America and the Western Membership Fallacy

One of the perceptions of the US is that it is a “Western” country. Yet, while many claim this, they also claim in the same breath that Latin America and Africa are not. What makes them different? A country like Mexico, for example, was former European colony like the US, speaks a European language like the US, and was created on Enlightenment principles into an elected government. Another example, more similar example would be South Africa, which, like the US, was a former British colony, speaks English, and has an elected government. What the hell, USA?

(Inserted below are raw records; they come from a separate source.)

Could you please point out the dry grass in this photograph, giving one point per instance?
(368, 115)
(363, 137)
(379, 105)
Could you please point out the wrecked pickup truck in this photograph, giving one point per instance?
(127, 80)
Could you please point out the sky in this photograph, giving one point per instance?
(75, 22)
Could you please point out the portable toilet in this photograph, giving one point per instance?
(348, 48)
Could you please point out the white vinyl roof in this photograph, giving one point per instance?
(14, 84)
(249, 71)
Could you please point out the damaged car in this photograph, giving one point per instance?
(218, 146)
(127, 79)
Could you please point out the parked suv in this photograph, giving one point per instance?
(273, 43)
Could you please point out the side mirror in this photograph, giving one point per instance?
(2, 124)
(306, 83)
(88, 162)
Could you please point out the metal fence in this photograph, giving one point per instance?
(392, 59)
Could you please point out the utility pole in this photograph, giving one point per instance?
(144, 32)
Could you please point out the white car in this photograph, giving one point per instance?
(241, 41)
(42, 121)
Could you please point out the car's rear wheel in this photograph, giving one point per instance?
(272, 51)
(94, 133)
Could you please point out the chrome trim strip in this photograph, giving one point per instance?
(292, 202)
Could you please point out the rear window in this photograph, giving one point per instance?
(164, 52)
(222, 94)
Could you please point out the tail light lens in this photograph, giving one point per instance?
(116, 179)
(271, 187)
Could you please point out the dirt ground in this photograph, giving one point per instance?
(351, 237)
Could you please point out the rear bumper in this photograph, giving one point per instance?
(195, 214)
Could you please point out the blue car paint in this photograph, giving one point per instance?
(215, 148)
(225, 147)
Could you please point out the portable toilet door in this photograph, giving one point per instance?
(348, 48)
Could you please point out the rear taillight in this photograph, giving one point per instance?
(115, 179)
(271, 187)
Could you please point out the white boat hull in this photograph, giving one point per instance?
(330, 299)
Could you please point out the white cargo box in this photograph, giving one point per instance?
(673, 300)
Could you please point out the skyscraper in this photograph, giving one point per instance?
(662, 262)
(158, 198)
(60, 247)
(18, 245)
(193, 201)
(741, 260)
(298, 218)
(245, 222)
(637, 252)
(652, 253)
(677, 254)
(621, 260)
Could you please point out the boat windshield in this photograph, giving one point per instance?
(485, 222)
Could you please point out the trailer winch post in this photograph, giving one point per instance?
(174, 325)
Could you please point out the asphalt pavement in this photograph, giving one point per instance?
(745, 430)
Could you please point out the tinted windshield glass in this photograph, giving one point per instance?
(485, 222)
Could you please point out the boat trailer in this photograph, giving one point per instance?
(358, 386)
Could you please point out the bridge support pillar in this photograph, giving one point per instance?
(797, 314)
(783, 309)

However, there are some key differences between the US, Latin America, and Africa. Unlike the US, many Latin American and African countries have retained some memory of their indigenous traditions. It is not uncommon to see references to the Inca in Peru, for example. Also, a large majority of politicians in said countries are mixed or indigenous themselves, such as the numerous non-White Hispanic politicians in Latin America or the numerous Black politicians in Africa. In fact, while the US struggles with its first Black president and is unable to elect a single female president to date, the “third world” has had numerous people of color and female politicians serve in parliaments and as heads of government.

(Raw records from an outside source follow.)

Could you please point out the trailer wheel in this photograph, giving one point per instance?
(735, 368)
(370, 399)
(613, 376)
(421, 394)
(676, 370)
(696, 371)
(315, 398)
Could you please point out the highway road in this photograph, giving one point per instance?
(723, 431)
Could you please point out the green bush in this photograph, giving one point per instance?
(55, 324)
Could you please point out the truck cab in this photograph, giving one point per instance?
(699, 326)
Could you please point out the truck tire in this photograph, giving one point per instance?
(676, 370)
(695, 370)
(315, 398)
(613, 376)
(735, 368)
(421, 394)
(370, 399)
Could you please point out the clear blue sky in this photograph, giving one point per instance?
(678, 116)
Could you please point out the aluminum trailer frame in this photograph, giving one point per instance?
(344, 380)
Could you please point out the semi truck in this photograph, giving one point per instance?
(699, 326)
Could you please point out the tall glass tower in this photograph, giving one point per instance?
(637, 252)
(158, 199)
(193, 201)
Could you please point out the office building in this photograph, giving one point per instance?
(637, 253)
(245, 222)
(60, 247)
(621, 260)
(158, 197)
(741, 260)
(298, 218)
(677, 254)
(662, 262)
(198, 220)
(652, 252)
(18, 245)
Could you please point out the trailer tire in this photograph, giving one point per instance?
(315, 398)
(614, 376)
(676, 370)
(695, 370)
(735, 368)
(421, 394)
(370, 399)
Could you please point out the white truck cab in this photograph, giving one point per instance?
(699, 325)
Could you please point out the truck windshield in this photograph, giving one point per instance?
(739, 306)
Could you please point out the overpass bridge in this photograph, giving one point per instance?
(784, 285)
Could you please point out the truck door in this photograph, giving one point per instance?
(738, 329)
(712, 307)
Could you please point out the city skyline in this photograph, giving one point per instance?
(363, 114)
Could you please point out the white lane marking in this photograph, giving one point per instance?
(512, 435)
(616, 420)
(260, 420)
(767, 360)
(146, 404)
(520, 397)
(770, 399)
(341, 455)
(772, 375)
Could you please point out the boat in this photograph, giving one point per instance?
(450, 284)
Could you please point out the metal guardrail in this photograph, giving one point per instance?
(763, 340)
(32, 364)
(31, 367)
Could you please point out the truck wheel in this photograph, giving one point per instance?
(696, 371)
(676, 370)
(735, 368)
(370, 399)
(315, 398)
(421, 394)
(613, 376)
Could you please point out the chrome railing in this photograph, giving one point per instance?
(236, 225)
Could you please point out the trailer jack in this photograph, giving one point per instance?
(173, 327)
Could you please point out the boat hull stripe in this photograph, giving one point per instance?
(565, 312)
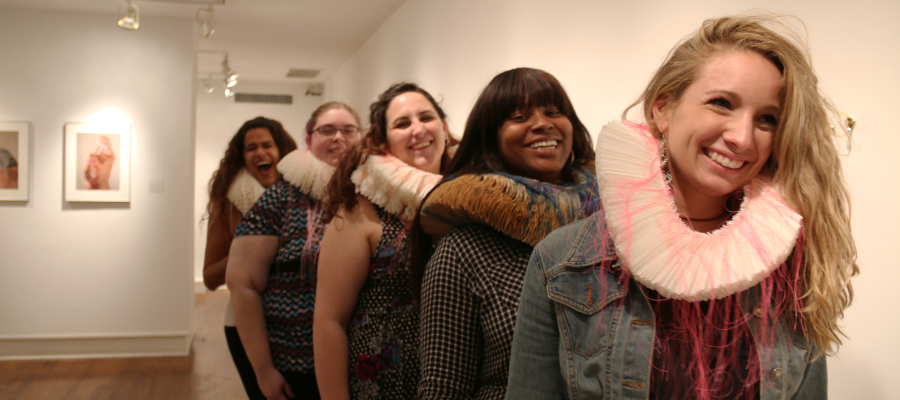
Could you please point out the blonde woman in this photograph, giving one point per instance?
(720, 262)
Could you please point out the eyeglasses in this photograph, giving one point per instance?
(328, 131)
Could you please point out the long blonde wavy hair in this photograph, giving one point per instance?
(804, 157)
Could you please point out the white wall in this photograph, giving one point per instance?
(218, 119)
(95, 278)
(604, 52)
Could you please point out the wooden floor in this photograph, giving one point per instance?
(207, 373)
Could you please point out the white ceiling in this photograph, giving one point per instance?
(264, 38)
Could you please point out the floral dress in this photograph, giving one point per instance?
(383, 334)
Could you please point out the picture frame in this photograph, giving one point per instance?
(97, 162)
(15, 165)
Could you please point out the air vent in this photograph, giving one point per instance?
(303, 73)
(263, 98)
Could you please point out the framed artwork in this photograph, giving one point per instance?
(98, 162)
(14, 164)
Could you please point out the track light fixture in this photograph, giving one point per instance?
(131, 17)
(206, 17)
(208, 85)
(230, 76)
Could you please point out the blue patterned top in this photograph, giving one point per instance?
(289, 299)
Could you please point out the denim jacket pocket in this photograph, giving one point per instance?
(582, 295)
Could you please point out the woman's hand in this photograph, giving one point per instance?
(344, 256)
(273, 385)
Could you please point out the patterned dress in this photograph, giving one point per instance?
(289, 298)
(383, 334)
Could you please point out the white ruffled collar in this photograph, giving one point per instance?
(303, 170)
(393, 185)
(244, 191)
(663, 253)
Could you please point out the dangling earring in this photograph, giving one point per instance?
(664, 159)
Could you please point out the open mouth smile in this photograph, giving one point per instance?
(724, 161)
(264, 166)
(421, 145)
(544, 144)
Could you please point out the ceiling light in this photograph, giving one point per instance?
(208, 85)
(230, 76)
(131, 19)
(206, 17)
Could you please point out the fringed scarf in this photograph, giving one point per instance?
(244, 191)
(393, 185)
(525, 209)
(701, 282)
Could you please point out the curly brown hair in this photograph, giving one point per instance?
(341, 191)
(233, 161)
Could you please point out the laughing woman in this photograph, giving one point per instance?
(366, 322)
(721, 260)
(272, 266)
(518, 175)
(247, 169)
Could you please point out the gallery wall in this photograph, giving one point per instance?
(98, 278)
(604, 52)
(218, 118)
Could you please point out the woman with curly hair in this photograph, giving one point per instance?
(366, 322)
(720, 261)
(247, 169)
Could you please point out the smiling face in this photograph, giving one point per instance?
(415, 132)
(536, 143)
(330, 150)
(720, 132)
(261, 155)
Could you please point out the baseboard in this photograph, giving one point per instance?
(95, 346)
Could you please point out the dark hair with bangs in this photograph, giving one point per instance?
(479, 150)
(516, 89)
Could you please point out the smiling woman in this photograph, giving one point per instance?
(519, 173)
(719, 263)
(366, 323)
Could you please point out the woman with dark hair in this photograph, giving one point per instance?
(272, 267)
(366, 322)
(519, 173)
(720, 263)
(246, 170)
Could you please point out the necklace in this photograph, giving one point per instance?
(685, 217)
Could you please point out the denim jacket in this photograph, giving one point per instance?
(576, 338)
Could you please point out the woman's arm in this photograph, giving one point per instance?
(450, 341)
(344, 257)
(218, 242)
(247, 277)
(534, 370)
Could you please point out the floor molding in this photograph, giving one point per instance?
(95, 346)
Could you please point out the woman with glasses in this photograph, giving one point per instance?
(272, 265)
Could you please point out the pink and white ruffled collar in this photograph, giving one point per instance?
(244, 191)
(309, 174)
(393, 185)
(663, 253)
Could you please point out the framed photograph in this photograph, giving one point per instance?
(98, 162)
(14, 164)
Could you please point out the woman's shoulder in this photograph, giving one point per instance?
(583, 242)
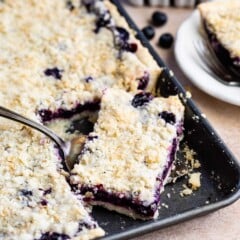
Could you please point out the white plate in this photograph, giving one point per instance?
(190, 63)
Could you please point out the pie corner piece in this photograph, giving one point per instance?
(127, 158)
(221, 23)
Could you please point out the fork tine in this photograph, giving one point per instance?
(231, 71)
(212, 66)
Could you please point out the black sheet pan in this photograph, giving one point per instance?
(220, 171)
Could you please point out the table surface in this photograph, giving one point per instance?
(222, 224)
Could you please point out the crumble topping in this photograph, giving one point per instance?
(222, 18)
(131, 146)
(35, 197)
(58, 49)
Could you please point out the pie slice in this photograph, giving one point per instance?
(36, 201)
(126, 160)
(221, 22)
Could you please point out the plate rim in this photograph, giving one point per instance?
(185, 58)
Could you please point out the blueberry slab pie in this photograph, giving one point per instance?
(36, 202)
(127, 158)
(222, 24)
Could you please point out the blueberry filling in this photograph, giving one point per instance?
(83, 126)
(54, 72)
(88, 79)
(141, 99)
(168, 117)
(91, 138)
(104, 20)
(221, 52)
(44, 202)
(143, 81)
(47, 191)
(132, 203)
(54, 236)
(26, 192)
(70, 5)
(148, 32)
(48, 115)
(83, 225)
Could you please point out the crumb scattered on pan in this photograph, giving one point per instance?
(194, 178)
(186, 191)
(164, 205)
(171, 73)
(188, 94)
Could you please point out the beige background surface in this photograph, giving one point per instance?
(225, 223)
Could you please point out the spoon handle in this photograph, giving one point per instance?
(19, 118)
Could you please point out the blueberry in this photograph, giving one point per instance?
(143, 81)
(46, 115)
(82, 125)
(159, 18)
(141, 99)
(47, 191)
(168, 117)
(70, 5)
(54, 72)
(91, 138)
(26, 192)
(44, 202)
(103, 21)
(123, 33)
(165, 40)
(88, 79)
(148, 32)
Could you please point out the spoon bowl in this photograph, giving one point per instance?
(68, 149)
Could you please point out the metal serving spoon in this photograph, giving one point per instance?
(68, 150)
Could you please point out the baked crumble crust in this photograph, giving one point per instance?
(222, 19)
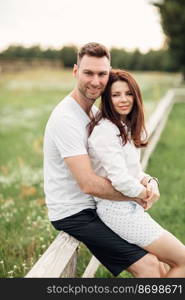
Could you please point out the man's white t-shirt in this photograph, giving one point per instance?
(65, 135)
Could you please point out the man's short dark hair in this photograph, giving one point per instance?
(93, 49)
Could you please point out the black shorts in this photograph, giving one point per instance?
(111, 250)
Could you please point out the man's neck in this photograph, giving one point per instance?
(85, 103)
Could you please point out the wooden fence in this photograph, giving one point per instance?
(59, 260)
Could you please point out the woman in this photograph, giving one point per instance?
(116, 134)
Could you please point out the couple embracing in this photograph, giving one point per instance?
(93, 181)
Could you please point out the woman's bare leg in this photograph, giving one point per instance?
(169, 250)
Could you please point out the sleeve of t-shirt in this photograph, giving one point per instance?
(108, 150)
(69, 137)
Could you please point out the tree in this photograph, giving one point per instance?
(173, 22)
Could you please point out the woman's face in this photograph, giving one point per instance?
(122, 98)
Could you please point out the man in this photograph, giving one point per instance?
(69, 181)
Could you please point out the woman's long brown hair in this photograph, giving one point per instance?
(134, 120)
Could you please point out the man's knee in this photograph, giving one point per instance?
(145, 267)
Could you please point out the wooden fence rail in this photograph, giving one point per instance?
(59, 260)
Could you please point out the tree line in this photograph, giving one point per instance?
(158, 60)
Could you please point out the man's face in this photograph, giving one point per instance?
(92, 75)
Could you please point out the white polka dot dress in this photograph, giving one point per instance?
(129, 220)
(121, 165)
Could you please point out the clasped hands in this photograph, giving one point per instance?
(150, 193)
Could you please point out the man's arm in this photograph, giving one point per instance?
(90, 183)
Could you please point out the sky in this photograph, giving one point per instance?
(128, 24)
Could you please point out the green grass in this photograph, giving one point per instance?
(168, 164)
(26, 101)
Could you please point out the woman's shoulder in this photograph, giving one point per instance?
(106, 125)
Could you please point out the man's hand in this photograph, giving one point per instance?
(154, 195)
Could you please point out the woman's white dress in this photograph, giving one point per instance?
(121, 165)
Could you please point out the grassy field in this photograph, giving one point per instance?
(26, 100)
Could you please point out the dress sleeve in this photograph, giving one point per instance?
(69, 137)
(106, 146)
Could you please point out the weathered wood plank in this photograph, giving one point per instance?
(60, 258)
(155, 126)
(91, 268)
(55, 259)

It is clear that the US is no different in terms of development or history than its so-called “third world” cousins. The only difference is its remarkable success economically and politically as a world power. The real question to be asked is: what drives the difference between the US and other former colonies? One commonly proposed answer is laissez-faire capitalism, which in reality, is a paradoxical form of financial regulation that defends property while reducing protections for labor. Despite its prevalence in corporate media, this answer has several historical contradictions. The leading economist in the American tradition was Alexander Hamiliton, who clearly favored protection of American industry, what is known by economists as the “infant industry” argument. Even a century later, Abraham Lincoln, a conservative, argued, “Give us a protective tariff, and we will have the greatest nation on earth.” When foreign governments attempted to do the same, the US cracked down on them with CIA-based regime changes, such as the assassination of Salvador Allende in Chile, overthrow of Mohammed Mossadegh in Iran, and elimination of Patrice Lumumba in Zaire. The modern condition of the developing world is in large part the history of US-backed state terrorism. American authoritarians may claim that as the US is the sole heir to the Enlightenment principles, ergo, it deserves to imperialize other “uncivilized” societies. Yet, this is a perversion of the Enlightenment philosophy. Enlightenment philosophers clearly stated that classical liberal values are not the sole property of one country or group of people but of human beings as a whole.

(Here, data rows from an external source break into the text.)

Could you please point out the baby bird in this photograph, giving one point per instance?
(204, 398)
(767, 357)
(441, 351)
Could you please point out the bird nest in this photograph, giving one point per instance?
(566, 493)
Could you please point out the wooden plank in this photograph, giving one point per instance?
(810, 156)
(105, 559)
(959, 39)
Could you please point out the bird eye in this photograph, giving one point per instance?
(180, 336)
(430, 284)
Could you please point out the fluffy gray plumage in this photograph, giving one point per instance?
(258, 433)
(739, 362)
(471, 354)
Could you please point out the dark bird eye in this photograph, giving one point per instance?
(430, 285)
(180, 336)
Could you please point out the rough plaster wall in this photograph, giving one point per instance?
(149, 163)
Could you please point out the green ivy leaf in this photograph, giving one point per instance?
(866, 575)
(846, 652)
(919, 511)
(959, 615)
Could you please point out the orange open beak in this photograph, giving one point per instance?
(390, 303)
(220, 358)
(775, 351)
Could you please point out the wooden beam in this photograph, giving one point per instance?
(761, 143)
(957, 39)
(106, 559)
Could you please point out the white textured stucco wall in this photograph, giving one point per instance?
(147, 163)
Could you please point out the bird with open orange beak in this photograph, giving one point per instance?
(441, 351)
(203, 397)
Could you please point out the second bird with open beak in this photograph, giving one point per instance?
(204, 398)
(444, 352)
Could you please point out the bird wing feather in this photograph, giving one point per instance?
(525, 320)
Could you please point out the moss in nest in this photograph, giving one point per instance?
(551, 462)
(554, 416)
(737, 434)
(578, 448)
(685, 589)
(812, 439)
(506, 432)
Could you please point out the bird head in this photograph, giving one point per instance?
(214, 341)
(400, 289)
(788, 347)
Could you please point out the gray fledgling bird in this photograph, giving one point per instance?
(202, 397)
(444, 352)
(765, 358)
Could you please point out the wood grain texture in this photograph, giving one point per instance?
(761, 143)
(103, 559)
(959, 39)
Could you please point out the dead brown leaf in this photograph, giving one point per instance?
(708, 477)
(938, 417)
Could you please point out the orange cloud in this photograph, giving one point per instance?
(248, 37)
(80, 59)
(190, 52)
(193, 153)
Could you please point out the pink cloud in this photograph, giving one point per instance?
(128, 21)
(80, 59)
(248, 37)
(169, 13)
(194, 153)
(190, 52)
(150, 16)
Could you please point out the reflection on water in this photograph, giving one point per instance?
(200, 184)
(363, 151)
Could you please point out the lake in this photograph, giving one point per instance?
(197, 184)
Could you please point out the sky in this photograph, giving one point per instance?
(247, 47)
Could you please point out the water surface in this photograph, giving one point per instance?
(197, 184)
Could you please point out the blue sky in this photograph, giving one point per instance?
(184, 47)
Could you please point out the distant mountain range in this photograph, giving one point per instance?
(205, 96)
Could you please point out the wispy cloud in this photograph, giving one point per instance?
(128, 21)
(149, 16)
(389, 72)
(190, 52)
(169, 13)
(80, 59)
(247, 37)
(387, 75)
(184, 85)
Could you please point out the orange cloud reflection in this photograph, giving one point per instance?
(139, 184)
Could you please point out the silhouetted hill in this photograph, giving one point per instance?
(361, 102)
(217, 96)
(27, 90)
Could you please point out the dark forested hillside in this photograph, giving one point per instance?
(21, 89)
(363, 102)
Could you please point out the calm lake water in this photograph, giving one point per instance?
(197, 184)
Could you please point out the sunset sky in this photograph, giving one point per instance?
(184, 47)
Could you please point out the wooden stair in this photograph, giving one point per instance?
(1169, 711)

The US should acknowledge its history as a multinational state. There is no need to copy the Old World. While there have been significant developments in the West, there is still much to be done. As long as the US continues to hold on to its false sense of membership in the West, it will continue to be beholden to the past, one which is better not repeated. As American politicians like to say, the US is the leader of the world, so it could be if it acknowledged how radically unique and important it is as an exemplar.